25 Ocak devrimi sonrası nisbî düzeyde gerçekleşen yönetimin sivilleşmeye doğru gidişatı, toplumsal muhalefetin öne çıkması gibi süreçleri kontrollü bir şekilde yürüten Askeri Konsey, Mürsî’yle birlikte eski vesayetini sürdüremeyeceğini anlayınca devrim sürecini tıkamanın yolu olarak darbeyi tercih etti. 3 Temmuz 2013 yılında gerçekleştirdiği askeri darbeyle Mürsî’nin yönetimine son vermiş, Mısır’ın ilk sivil anayasasını feshetmiş, yeni bir cumhurbaşkanı atamış ve kesintiye uğrayan vesayetini yeniden tesis etmiştir. Askeri darbeye karşı direnen yüz binler başta Rabia ve Nahda olmak üzere Mısır’ın tüm bölgelerindeki meydanlarda bir araya gelerek tepkilerini sessizce dile getirdiler. Haftalarca süren bu sessiz direniş ordunun katliamıyla bastırılmış ve darbe karşıtlığıyla sembolize olmuş meydanlar boşaltılmış olmasına rağmen darbe karşıtı sivil gösteriler on aydır kesintisiz bir şekilde devam etmektedir.
ISMARLAMA DARBE
3 Temmuz askeri darbesi, Arap devrimleriyle başlayan yeni bölgesel dengeleri tersine çevirmek ve kontrollü bir değişim adı altında eski düzeni devam ettirmek isteyen Suud gibi ülkelerin tam desteğini, bölgede demokratik dönüşümü savunan ancak başlayan yeni süreçle birlikte ortaya çıkan aktörlerden hoşlanmayan Batı dünyasının da örtük desteğini aldı. Sahip olduğu sermaye gücünü kullanarak Mısır’daki askeri darbeye destek veren Suudi Arabistan ve Birleşik Arap Emirlikleri, bir yandan bölgede başlayan sivil dönüşümün kendi ülkelerine sıçramasını durdurmaya çalışmış diğer yandan da Mısır’ın bölgesel gücünü kırarak yeni ve etkin bir dış politika uygulamasının önüne geçmek istemişlerdir. Nitekim Mürsî döneminde ipuçları verilmeye çalışılan yeni dış politika ekseni Camp David düzeni açısından sakıncalı görülmekteydi. İsrail’in isteğiyle Mısır’ın Gazze’ye uyguladığı ablukanın kaldırılması, Afrika açılımı, İran ile yarım asra yakın kesik olan diplomatik ilişkilerin yeniden başlatılması iradesi, Türkiye ile ilişkilerin hızla geliştirilmesi, Arap devrimleriyle birlikte bölgede başlayan yeni ruhun diri tutulması gibi politikalar başta Suud olmak üzere tüm körfez ülkelerini ve İsrail’i tedirgin eden hususlardı.
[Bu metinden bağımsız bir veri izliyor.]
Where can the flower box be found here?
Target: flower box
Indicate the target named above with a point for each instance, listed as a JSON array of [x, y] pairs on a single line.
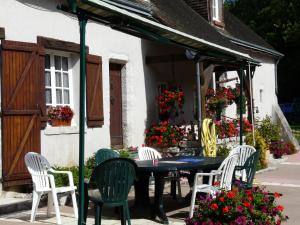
[[60, 123], [60, 115]]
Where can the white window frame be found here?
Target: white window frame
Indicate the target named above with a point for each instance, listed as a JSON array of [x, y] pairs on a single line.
[[216, 9], [52, 74]]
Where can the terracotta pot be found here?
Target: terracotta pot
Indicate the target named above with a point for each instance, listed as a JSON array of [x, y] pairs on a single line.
[[60, 123]]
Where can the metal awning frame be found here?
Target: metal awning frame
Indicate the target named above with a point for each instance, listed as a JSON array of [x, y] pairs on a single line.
[[135, 28]]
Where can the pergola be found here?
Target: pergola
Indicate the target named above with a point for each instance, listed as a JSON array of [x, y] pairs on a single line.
[[132, 22]]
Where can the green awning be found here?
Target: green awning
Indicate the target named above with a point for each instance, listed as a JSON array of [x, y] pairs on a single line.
[[102, 11]]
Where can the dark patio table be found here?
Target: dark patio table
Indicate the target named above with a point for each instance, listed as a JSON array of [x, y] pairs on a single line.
[[160, 169]]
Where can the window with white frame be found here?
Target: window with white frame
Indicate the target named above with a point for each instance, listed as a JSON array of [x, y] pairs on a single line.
[[57, 79], [217, 7]]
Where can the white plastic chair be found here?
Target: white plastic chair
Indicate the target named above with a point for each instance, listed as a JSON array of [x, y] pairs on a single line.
[[224, 172], [244, 152], [43, 183], [147, 153]]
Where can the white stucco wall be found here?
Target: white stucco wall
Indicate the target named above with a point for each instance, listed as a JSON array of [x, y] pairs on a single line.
[[25, 20]]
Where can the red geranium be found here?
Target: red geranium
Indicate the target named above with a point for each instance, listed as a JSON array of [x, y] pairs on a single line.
[[234, 208]]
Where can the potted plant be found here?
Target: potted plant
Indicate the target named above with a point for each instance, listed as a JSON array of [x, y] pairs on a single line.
[[170, 103], [164, 135], [60, 115], [279, 148], [239, 206]]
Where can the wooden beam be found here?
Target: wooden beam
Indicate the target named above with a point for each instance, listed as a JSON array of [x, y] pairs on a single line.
[[165, 58], [51, 43], [2, 33]]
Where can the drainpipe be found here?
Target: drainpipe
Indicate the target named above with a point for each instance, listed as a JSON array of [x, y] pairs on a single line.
[[82, 24], [198, 74], [241, 75], [276, 81], [251, 104]]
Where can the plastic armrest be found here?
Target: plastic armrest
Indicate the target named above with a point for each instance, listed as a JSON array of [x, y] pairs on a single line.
[[70, 175]]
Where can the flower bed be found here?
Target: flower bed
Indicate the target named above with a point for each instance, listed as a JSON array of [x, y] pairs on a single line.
[[246, 207]]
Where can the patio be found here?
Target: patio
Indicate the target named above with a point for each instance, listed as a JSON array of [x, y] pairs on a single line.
[[176, 212], [275, 179]]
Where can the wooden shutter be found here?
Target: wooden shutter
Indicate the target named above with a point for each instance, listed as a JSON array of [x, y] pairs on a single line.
[[94, 91], [23, 104]]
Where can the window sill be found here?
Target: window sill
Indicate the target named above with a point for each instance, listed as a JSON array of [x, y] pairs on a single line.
[[61, 130]]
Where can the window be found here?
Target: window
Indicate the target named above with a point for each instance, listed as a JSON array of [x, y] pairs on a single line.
[[57, 80], [217, 6]]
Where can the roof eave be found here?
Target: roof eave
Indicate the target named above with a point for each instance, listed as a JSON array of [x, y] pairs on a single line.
[[100, 4]]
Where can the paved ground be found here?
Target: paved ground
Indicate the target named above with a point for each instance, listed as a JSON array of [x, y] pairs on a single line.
[[286, 180], [283, 178]]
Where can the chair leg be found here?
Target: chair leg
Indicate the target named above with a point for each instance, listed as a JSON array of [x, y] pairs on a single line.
[[75, 208], [98, 212], [56, 206], [36, 197], [179, 189], [127, 214], [193, 199], [123, 217], [86, 206], [50, 204]]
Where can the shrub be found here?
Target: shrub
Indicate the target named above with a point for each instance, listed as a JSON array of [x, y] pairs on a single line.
[[261, 145], [240, 206], [269, 130]]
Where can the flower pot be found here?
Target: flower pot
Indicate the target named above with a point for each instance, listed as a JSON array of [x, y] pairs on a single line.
[[60, 123]]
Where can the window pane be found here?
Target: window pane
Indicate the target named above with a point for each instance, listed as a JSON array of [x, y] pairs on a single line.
[[66, 97], [66, 79], [65, 63], [48, 96], [58, 96], [47, 78], [47, 61], [58, 79], [57, 62]]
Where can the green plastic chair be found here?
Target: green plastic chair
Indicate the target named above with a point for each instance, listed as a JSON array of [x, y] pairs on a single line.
[[101, 155], [105, 154], [250, 167], [113, 179]]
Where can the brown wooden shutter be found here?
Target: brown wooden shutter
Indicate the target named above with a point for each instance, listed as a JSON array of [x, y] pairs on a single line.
[[94, 91], [22, 101]]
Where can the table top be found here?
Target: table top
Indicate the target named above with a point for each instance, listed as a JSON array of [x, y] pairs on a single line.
[[179, 163]]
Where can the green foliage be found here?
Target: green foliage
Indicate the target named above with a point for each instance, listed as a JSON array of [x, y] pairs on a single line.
[[261, 145], [223, 150], [239, 206], [269, 130]]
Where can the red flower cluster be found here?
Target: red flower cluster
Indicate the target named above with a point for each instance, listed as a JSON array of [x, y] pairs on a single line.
[[164, 135], [60, 112], [170, 101], [240, 206], [221, 98], [279, 148], [230, 128]]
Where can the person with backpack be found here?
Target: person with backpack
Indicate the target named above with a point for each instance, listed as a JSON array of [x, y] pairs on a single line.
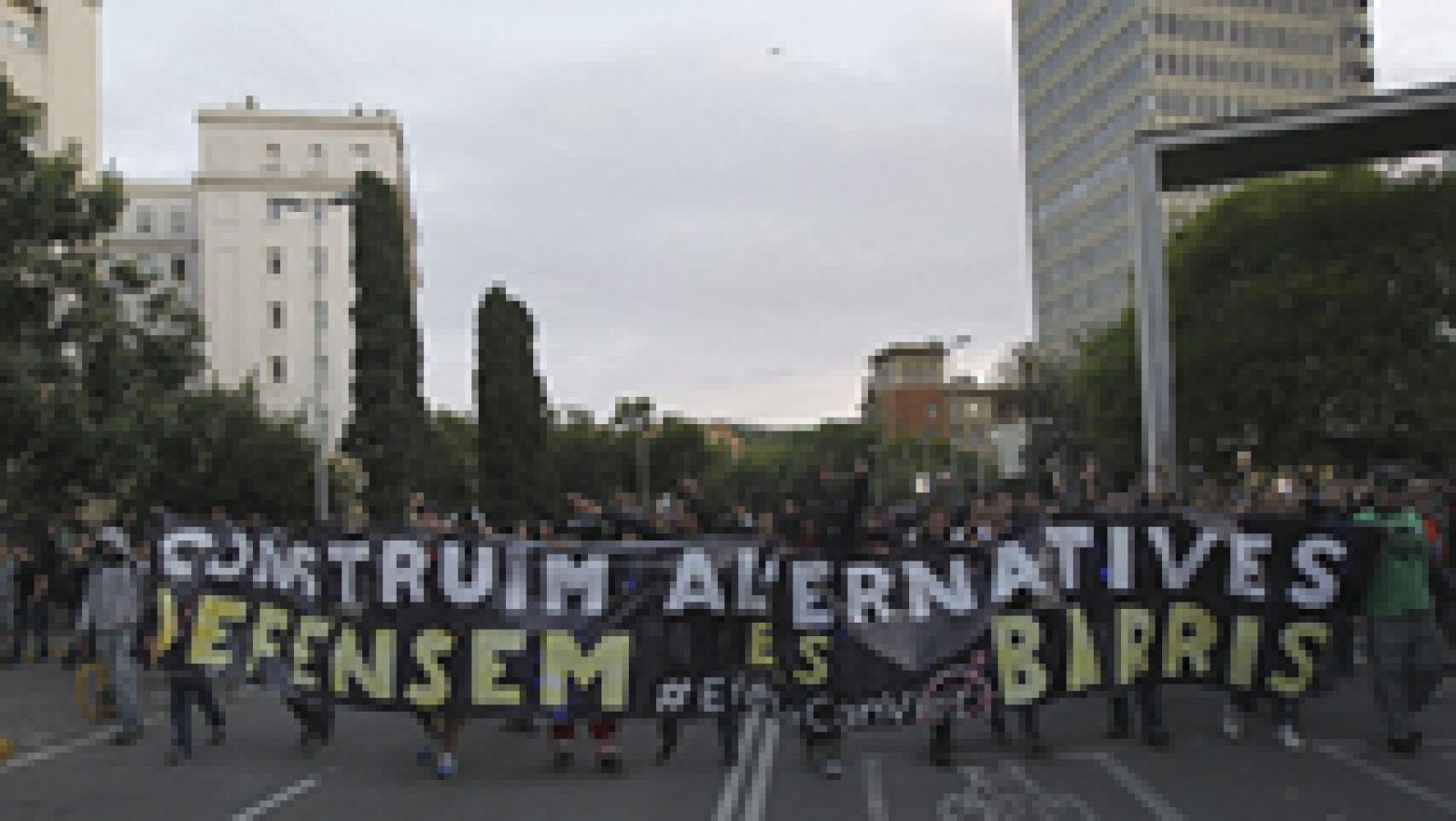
[[1404, 639]]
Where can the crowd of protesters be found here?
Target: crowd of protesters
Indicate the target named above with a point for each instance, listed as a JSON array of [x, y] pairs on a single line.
[[89, 583]]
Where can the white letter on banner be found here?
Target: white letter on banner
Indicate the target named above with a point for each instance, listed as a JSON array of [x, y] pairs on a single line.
[[1320, 585], [1067, 539], [238, 568], [174, 565], [810, 610], [1120, 558], [866, 590], [482, 578], [589, 577], [404, 565], [1178, 575], [749, 600], [347, 555], [1244, 565], [1016, 570], [957, 594], [284, 568], [695, 584]]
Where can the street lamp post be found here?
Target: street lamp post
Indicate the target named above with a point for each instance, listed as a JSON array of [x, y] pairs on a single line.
[[320, 408]]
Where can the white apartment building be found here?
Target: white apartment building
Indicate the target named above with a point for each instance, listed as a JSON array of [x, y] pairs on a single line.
[[1092, 75], [269, 277], [50, 51]]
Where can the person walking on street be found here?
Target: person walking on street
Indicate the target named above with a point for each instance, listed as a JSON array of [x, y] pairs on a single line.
[[113, 607], [1404, 639], [9, 600], [187, 684]]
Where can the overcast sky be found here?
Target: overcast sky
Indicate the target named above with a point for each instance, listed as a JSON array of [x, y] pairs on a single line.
[[689, 216]]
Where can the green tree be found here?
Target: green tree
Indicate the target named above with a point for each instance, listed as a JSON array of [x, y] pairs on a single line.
[[1310, 323], [511, 410], [89, 347], [389, 415], [449, 461]]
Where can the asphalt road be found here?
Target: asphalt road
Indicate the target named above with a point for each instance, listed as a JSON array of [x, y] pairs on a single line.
[[63, 767]]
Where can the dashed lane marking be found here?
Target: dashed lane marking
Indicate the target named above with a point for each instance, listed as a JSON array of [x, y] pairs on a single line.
[[762, 775], [728, 799], [278, 798]]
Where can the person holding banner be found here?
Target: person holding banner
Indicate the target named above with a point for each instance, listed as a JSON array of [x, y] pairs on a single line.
[[1405, 643], [187, 683], [698, 644]]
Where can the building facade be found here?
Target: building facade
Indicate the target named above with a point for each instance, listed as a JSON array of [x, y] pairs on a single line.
[[1092, 75], [274, 264], [50, 53], [909, 396]]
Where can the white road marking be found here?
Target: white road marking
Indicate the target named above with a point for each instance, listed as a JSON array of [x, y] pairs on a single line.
[[1388, 777], [278, 798], [1135, 786], [762, 774], [728, 799], [66, 748], [875, 791]]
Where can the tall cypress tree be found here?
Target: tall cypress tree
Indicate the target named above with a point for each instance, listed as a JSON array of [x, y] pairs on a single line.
[[511, 410], [389, 417]]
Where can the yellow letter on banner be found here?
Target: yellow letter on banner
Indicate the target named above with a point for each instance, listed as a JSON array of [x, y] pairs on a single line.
[[1023, 675], [1244, 651], [310, 629], [167, 623], [487, 665], [268, 623], [1084, 670], [1293, 639], [1190, 638], [208, 638], [378, 679], [608, 663], [761, 644], [814, 650], [1135, 636], [430, 650]]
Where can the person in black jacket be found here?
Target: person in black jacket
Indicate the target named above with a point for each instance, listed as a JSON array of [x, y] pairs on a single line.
[[836, 534], [703, 646], [187, 683]]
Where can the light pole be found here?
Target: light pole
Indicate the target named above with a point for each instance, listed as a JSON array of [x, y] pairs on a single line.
[[320, 408]]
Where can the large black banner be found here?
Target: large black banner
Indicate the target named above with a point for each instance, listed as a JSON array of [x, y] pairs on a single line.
[[491, 626]]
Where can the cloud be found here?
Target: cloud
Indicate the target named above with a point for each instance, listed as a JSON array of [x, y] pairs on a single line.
[[688, 214]]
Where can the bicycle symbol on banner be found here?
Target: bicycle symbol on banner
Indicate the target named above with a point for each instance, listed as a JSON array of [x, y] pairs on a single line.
[[963, 692]]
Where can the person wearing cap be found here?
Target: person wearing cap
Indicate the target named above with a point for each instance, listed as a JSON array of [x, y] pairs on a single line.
[[113, 607], [1401, 613], [7, 587]]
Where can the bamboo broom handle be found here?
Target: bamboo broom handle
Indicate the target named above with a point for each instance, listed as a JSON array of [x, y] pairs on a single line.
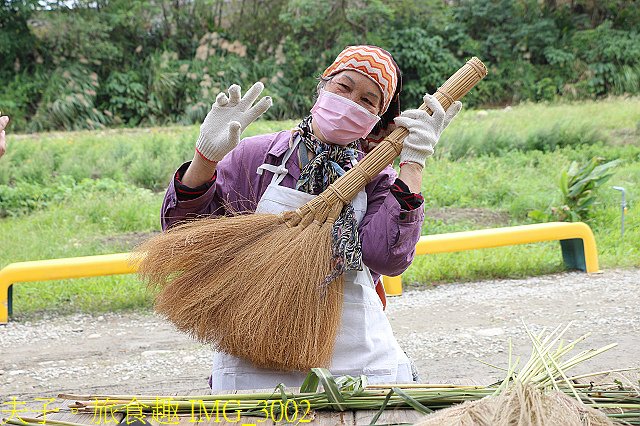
[[345, 188]]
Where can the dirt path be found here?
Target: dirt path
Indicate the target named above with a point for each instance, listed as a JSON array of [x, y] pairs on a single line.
[[446, 329]]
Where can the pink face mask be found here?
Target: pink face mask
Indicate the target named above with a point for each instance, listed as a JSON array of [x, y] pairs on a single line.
[[341, 120]]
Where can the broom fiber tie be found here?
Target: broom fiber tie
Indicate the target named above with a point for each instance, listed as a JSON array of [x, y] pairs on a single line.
[[446, 95]]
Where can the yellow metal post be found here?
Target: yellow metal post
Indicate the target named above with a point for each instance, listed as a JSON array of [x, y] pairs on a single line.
[[59, 269]]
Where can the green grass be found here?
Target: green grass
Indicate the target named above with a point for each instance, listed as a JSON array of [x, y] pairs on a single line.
[[86, 193]]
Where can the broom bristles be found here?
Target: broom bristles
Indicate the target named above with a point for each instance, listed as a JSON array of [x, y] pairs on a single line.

Tahrir devriminden sonra sokaklardan çekilerek Mısır’ı güvenlik açısından istikrarsızlaştıran polis teşkilatı darbeyle birlikte yeniden ortaya çıkarak intikam duygusuyla eski konumunu güçlendirmeye çalışmıştır. Sisi’nin lağvettiği anayasa yerine atadığı ve toplumsal karşılığı olmayan bir heyete ısmarladığı yeni anayasaya ile devrim sürecinde elde edilen tüm kazanımlar geri alınarak ordunun vesayetçi konumu tahkim edilmiştir. Darbe sonrası siyaset yapmayacağını söyleyen Sisi, cumhurbaşkanlığına aday olmak için ordudaki görevinden istifa etmeden önce “acil müdahale birliği” isminde yeni bir güvenlik birimi oluşturarak şimdiden cumhurbaşkanlığı sürecini kontrol ve baskı altında tutarak kendisini garantiye almıştır. Darbe sonrası vaadedilen ekonomik gelişme, Sina bölgesindeki asayişin sağlanması, iç güvenliğin düzenlenmesi gibi alanlarda hiçbir ilerleme sağlanmadan sonucu şimdiden belli olan cumhurbaşkanlığı seçimleri atmosferine girilmiştir.
KESİNTİSİZ DİRENİŞ
Askeri darbe sonrası Mısır’ın tüm bölgelerinde devam eden darbe karşıtı pasif direniş hız kaybetmeden devam ederken toplumsal kutuplaşmanın ekseninde siyasal meşruiyet hususu yer almaktadır. Toplumun büyük kesimleri tarafından sahiplenen bu konu artık İhvan’ın kişisel davası olmaktan çıkmıştır. Darbeciler, kontrollerindeki iç ve dış medya, bürokrasi ve sermaye gücünü kullanarak İhvan’ı ötekileştirip yalnızlaştırmaya ve terör örgütü olarak tanımlamaya çalışmasına rağmen İhvan mensupları ve destekçileri teenni ile hareket etmeyi prensip olarak benimsemişlerdir.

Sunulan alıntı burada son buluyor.